Back from his wandering in Europe, a disillusioned Onegin is a guest at a ball at Prince Gremin’s palace. It’s Imperial Russia in all its glory, but no clutter, élégance oblige. In lieu of Prince Gremin’s aria in the opera, “Lyubvi vsye vozrasti pokorni,” marital bliss is expressed in a pas de deux between Gremin and Tatiana, characterized by poise and tenderness. The moment he recognizes Tatiana as Prince Gremin’s young wife, a shattered Onegin sits down, his back to the dancing couple. When he stands up, attempting but failing to approach Tatiana, his seat is taken in what is clearly an allegorical game of musical chairs: he is out of step and lost. The dissonant hesitant steps of his solo reveal his state of mind. In the opera’s final scene, Onegin has sent Tatiana a letter expressing his love and regret for the foolish rejection years before. He manages to sneak into Tatiana’s boudoir, a much warmer setting than her room as a young woman. A bright ray of light, a kind of guarding light, seeps through an unseen side window. An imploring Onegin attempts to hold a reserved Tatiana in his arms. His steps falter. He performs much of the final pas de deux frequently lowering himself below Tatiana as if imploring or submitting. As in the opera, the music is a reprise of that used in the first act’s Letter scene, but with a frenzied rhythm. As Onegin previously tore up her letter, Tatiana now tears up his, though now in movements that express both trepidation and hesitation.

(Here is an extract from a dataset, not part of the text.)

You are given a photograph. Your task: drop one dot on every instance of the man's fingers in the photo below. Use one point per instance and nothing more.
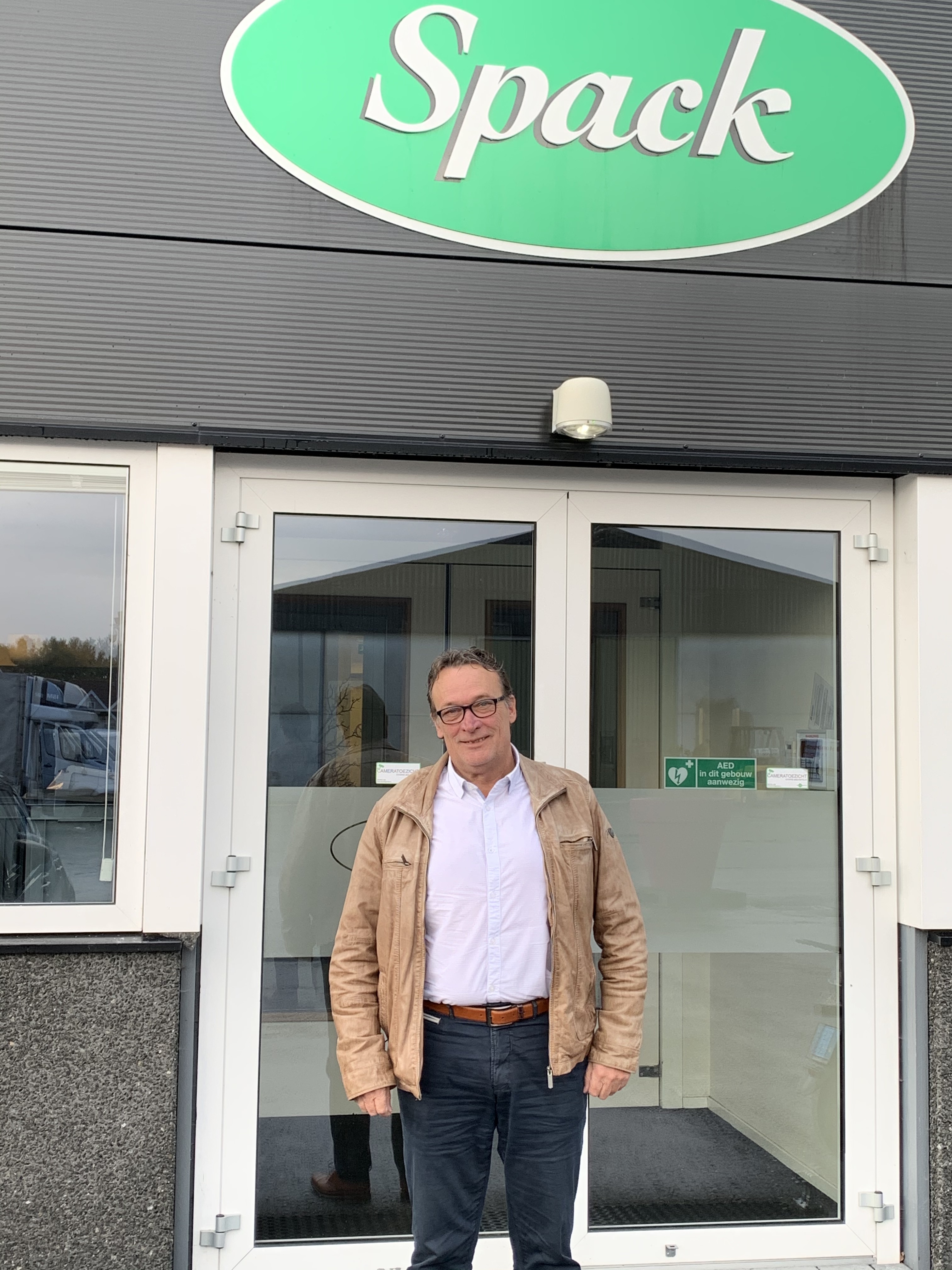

A better cast could not be imagined than the one La Scala presented. Both lead dancers were among the world’s stars of ballet. Born in Argentina, Marianela Nunez has been the première danseuse at the Royal Ballet for several years. Roberto Bolle is possibly today’s most famous male ballet dancer. Though this work doesn’t present the challenges of a Don Quixote with dazzling jumps and spins, the technique of both lead dancers was impeccable. Moreover, this more recently created work allowed Nunez and Bolle a degree of expressiveness and interpretation that few classical ballets do. Their interplay was stunningly unforgettable.